Women Are Winning the Market Downturn

Equity portfolios at least partly managed by women outperformed in both 2022 and 2018, according to Investment Metrics.

Illustration by II

Illustration by II

During this year’s market downturn, female portfolio managers have proven to be better safeguards of their investors’ assets than their male counterparts.

Large-cap equity portfolios that are at least partly managed by women lost a median of 2.6 percent from January to September, according to an analysis by Investment Metrics, a Confluence company. Similar portfolios led by all-male teams lost a median of 5.9 percent.

Scott Treacy, research consultant at Investment Metrics and author of the report, analyzed 90 portfolios from 73 asset management firms, including some big names like Abrdn, Franklin Templeton, and Schroders. Only 13 of the 90 large-cap portfolios were either managed or co-managed by a woman.

Women also outperformed men during 2018’s market drawdown, when the MSCI All-County World index lost 8.9 percent, according to the report. “At least in the near term, it would seem that women-led teams do a better job at protecting assets in down markets,” Treacy wrote in the report.

Treacy didn’t find a significant difference in performance before 2012. “However, in the recent five-year period, women have outperformed men in global equity at a median level,” he told II.

The IM report highlighted top women portfolio managers over the past decade, including Elisa Mazen from Clearbridge, Cassandra Hardman from Hardman Johnston, Caroline Cai from Pzena, and Sarah Ketterer from Causeway. Mazen and Hardman, both of whom are growth-style investors, have respectively beaten their benchmarks 80 percent and 73 percent of the time since 2012, according to the report.

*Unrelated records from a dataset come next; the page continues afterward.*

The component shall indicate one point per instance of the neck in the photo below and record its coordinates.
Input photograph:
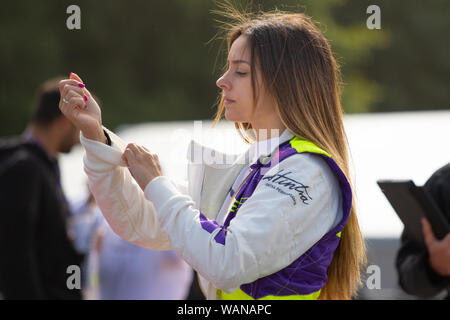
(46, 138)
(265, 133)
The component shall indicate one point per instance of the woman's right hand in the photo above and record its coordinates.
(78, 105)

Despite their outperformance, women are underrepresented as key decision-makers in the investment industry. In the global large-cap category, women only manage $90 billion of the $698 billion in total strategy assets, according to Investment Metrics. In a 2021 study, Treacy and his colleagues found that only 7 percent of asset managers had appointed women as chief executive officers.

The lack of gender diversity is also present in private markets. According to a McKinsey report published on Tuesday, women only make up 23 percent of investing roles at global private equity firms, even though more gender-diverse PE managers attract twice as much capital from allocators compared to all-male teams.

“Our analysis shows there is a strong case to build female-led teams,” Treacy wrote in the IM report. “More women should be given more opportunities to lead portfolio management teams at asset management firms and more institutional investors should be directing assets towards women-led portfolios.”